Cubs Video
The Chicago Cubs are not a particularly good baseball team at present. Their offense has been a specific source of struggle, with the team being shut out twice and failing to score more than two runs another four times over their last 10 games. As the collective struggles mightily, though, Michael Busch is beginning to emerge from a first-month swoon.
March & April weren't particularly kind to the first baseman. Busch's 2025 represented a breakout; he reined in his approach, cut down on the strikeouts, and slugged 34 home runs on his way to establishing himself among the more valuable players the position had to offer.

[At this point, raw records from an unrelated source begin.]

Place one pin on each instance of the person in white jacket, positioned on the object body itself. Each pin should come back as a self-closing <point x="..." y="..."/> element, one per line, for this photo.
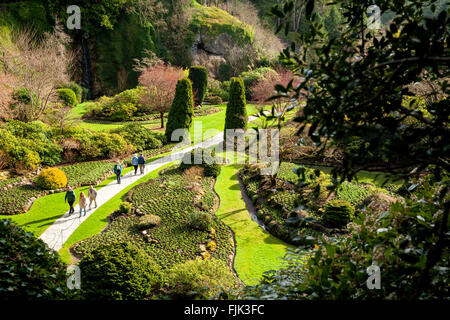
<point x="92" y="195"/>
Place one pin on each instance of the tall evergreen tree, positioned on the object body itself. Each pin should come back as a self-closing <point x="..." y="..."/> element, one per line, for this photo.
<point x="182" y="109"/>
<point x="236" y="114"/>
<point x="199" y="77"/>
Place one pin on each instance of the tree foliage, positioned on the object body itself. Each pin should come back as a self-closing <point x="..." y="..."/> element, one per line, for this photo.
<point x="236" y="114"/>
<point x="199" y="78"/>
<point x="356" y="86"/>
<point x="182" y="109"/>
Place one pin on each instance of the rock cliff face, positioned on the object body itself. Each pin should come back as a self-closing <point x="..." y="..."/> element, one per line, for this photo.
<point x="217" y="33"/>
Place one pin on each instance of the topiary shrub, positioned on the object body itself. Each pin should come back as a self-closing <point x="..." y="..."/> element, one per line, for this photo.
<point x="210" y="169"/>
<point x="125" y="207"/>
<point x="199" y="78"/>
<point x="236" y="114"/>
<point x="215" y="100"/>
<point x="204" y="278"/>
<point x="338" y="213"/>
<point x="139" y="136"/>
<point x="149" y="221"/>
<point x="120" y="271"/>
<point x="182" y="109"/>
<point x="51" y="178"/>
<point x="29" y="270"/>
<point x="200" y="221"/>
<point x="68" y="97"/>
<point x="76" y="88"/>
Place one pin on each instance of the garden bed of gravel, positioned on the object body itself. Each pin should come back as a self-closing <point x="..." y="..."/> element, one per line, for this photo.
<point x="298" y="215"/>
<point x="168" y="203"/>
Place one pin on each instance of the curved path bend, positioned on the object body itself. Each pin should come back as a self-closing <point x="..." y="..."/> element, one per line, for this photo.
<point x="57" y="234"/>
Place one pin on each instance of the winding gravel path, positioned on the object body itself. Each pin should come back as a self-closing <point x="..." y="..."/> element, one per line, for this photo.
<point x="57" y="234"/>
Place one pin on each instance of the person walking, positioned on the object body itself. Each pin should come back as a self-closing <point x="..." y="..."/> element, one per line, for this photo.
<point x="92" y="195"/>
<point x="135" y="163"/>
<point x="70" y="199"/>
<point x="141" y="162"/>
<point x="82" y="203"/>
<point x="118" y="171"/>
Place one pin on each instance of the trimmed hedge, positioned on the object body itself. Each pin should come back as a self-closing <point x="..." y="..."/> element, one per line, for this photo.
<point x="51" y="179"/>
<point x="68" y="97"/>
<point x="119" y="271"/>
<point x="29" y="270"/>
<point x="204" y="278"/>
<point x="199" y="78"/>
<point x="236" y="114"/>
<point x="338" y="213"/>
<point x="182" y="109"/>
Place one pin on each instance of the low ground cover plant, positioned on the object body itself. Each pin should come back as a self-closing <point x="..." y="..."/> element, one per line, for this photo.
<point x="161" y="223"/>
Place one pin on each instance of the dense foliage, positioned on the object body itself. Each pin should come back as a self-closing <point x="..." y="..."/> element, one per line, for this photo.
<point x="28" y="268"/>
<point x="199" y="78"/>
<point x="51" y="178"/>
<point x="236" y="114"/>
<point x="204" y="278"/>
<point x="68" y="97"/>
<point x="119" y="271"/>
<point x="182" y="109"/>
<point x="172" y="197"/>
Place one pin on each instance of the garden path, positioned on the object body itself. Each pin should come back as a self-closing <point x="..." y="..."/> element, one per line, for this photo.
<point x="57" y="234"/>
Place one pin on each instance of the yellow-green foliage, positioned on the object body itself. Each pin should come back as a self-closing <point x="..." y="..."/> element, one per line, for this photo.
<point x="216" y="21"/>
<point x="207" y="277"/>
<point x="51" y="178"/>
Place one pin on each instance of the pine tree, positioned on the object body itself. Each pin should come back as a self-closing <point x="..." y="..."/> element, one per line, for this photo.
<point x="182" y="109"/>
<point x="199" y="77"/>
<point x="236" y="114"/>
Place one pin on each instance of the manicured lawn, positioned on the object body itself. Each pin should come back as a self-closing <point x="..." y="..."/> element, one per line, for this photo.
<point x="46" y="210"/>
<point x="97" y="221"/>
<point x="256" y="250"/>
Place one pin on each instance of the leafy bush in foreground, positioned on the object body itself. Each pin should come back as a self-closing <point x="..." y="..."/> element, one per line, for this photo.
<point x="119" y="271"/>
<point x="29" y="270"/>
<point x="51" y="178"/>
<point x="205" y="278"/>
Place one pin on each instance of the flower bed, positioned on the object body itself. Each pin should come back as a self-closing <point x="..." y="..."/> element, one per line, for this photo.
<point x="284" y="208"/>
<point x="172" y="197"/>
<point x="18" y="199"/>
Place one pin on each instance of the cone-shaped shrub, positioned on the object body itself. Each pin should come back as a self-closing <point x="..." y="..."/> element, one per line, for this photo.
<point x="199" y="77"/>
<point x="236" y="115"/>
<point x="182" y="109"/>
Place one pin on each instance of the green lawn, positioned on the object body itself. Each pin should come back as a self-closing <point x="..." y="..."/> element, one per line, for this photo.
<point x="97" y="221"/>
<point x="256" y="250"/>
<point x="40" y="217"/>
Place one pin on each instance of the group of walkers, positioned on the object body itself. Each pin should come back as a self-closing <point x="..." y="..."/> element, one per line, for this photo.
<point x="70" y="198"/>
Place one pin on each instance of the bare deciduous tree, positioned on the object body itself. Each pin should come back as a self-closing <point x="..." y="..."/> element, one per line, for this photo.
<point x="40" y="66"/>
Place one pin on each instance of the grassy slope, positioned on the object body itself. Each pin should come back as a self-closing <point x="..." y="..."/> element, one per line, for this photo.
<point x="257" y="251"/>
<point x="97" y="221"/>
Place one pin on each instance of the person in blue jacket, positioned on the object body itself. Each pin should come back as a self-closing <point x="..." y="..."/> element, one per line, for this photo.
<point x="135" y="163"/>
<point x="70" y="198"/>
<point x="141" y="162"/>
<point x="118" y="171"/>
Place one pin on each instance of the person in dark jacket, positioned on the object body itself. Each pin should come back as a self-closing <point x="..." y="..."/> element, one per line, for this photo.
<point x="118" y="171"/>
<point x="141" y="162"/>
<point x="70" y="199"/>
<point x="135" y="163"/>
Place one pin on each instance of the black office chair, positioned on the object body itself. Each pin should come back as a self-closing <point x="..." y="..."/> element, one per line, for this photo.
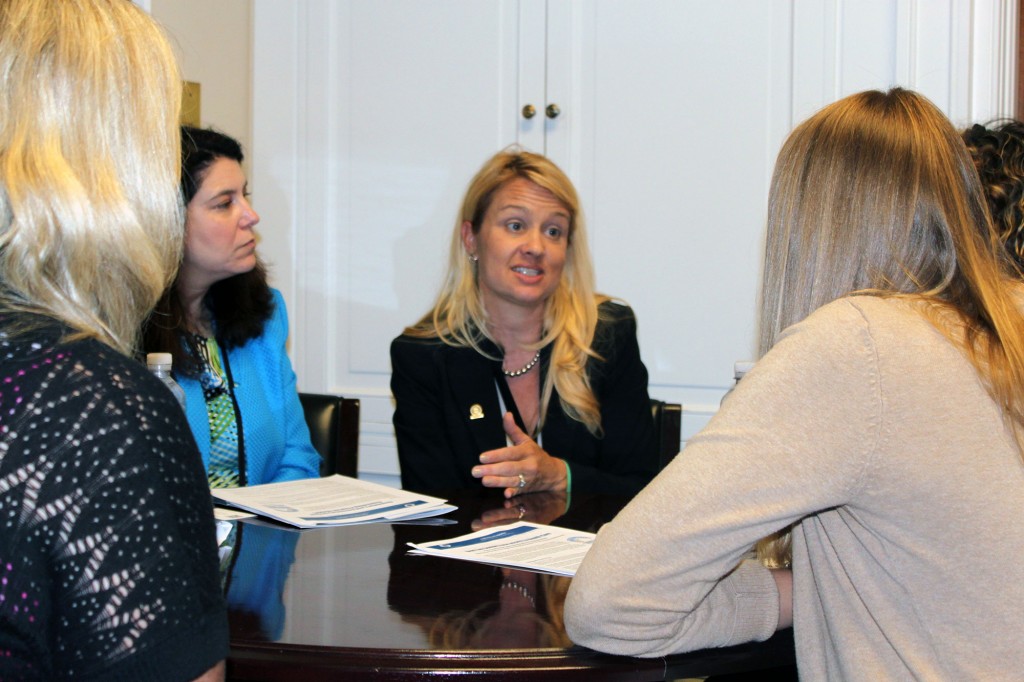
<point x="669" y="427"/>
<point x="334" y="430"/>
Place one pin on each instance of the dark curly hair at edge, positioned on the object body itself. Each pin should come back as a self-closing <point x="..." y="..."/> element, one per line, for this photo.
<point x="998" y="155"/>
<point x="239" y="305"/>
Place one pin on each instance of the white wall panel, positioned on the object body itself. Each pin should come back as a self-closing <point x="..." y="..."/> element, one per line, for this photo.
<point x="371" y="116"/>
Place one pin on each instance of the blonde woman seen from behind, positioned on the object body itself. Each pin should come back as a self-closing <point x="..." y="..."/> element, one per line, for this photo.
<point x="881" y="426"/>
<point x="109" y="551"/>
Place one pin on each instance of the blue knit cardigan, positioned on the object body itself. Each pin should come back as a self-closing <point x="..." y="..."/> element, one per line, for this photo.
<point x="276" y="438"/>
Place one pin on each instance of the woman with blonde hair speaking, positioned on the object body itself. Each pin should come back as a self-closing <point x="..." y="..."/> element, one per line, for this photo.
<point x="521" y="377"/>
<point x="881" y="432"/>
<point x="108" y="550"/>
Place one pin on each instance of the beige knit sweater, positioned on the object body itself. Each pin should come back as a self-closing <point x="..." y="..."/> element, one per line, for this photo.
<point x="870" y="431"/>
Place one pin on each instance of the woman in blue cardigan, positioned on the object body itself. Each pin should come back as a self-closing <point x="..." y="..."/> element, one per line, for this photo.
<point x="226" y="329"/>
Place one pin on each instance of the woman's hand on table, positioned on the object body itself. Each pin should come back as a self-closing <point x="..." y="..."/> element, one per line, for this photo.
<point x="521" y="467"/>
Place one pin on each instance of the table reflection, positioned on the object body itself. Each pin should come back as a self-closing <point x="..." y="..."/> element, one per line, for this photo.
<point x="343" y="602"/>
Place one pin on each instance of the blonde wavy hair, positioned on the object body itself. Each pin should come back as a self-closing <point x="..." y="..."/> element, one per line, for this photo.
<point x="91" y="225"/>
<point x="459" y="317"/>
<point x="877" y="195"/>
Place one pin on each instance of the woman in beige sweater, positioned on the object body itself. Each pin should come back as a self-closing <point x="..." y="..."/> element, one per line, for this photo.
<point x="880" y="433"/>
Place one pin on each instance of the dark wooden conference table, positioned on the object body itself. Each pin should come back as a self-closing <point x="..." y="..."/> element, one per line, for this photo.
<point x="349" y="603"/>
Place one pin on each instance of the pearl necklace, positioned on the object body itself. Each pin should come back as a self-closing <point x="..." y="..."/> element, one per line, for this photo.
<point x="526" y="368"/>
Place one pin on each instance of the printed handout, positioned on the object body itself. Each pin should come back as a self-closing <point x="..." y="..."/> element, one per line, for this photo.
<point x="522" y="545"/>
<point x="331" y="501"/>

His first month of 2026, however, failed to demonstrate the same growth. He slogged his way to a .193/.295/.281 line with a 71 wRC+. His isolated power checked in at a mere .088. Even if we were to attribute some of that to a woeful .241 batting average on balls in play, there was enough chase (28.6 percent) and enough of a struggle to generate hard contact (a 32.9 percent rate that was 15 points below 2025) for valid concern.
Even as his counterparts throughout the lineup have fallen off at the plate here in May, though, Busch has gotten himself back on track. It's not merely that the production is there, either. It's loud production backed by some really impressive underlying elements.
Through his first 80-ish plate appearances of the month, Busch's line reads .317/.468/.567 with a 190 wRC+. He has an even split between his strikeout and walk rate, with a 21.5 percent number in each. Only five qualifying hitters have posted a better wRC+ and only three have walked at a higher clip than he has. The .405 BABIP helps to indicate a leveling out of his fortunes, but there are so many positive things happening beyond the luck component.
Between the two months, Busch has managed to nearly double his rate of hard contact:
He's managed to increase the Hard-Hit% against each of the three pitch types, but it's especially been true against breaking pitches and fastballs; his hard-hit rate has leapt from 40 to 75 percent against the former and from 32.8 percent to 62.2 against the latter. While that's happening, his groundball rate has plummeted. Busch is putting balls on the ground just 31.8 percent of the time in May against 48.2 percent in March & April. That's resulted in a six percent uptick in line drives and a 13 percent jump in fly balls. That means that the all-important PullAIR% has risen steadily, with Busch now at 17.3 percent for the year.
It appears that this really comes down to settling back into his approach. Throughout his two years on the North Side, we've watched Busch graduate from more of a free swinger prone to swings and misses to a much more calculated presence at the plate. Between the first two months of the year, he's cut his chase rate by about eight percent (20.9 percent thus far in May). It's not that the contact rate has changed; that's actually remained relatively constant regardless of where the calendar falls. It's that he's been able to do more with the contact he's making.
Nothing that Michael Busch is doing at the plate should be a surprise. We knew from his initial acquisition from the Los Angeles Dodgers that there was impact in the bat, it was just a matter of if the approach would allow it to be realized. We've seen the development of it over the last two years, and while it disappeared for a bit in the season's opening month, he's managed to settle right back into where he should be. Hopefully, the rest of the Cubs' lineup will follow his lead in short order.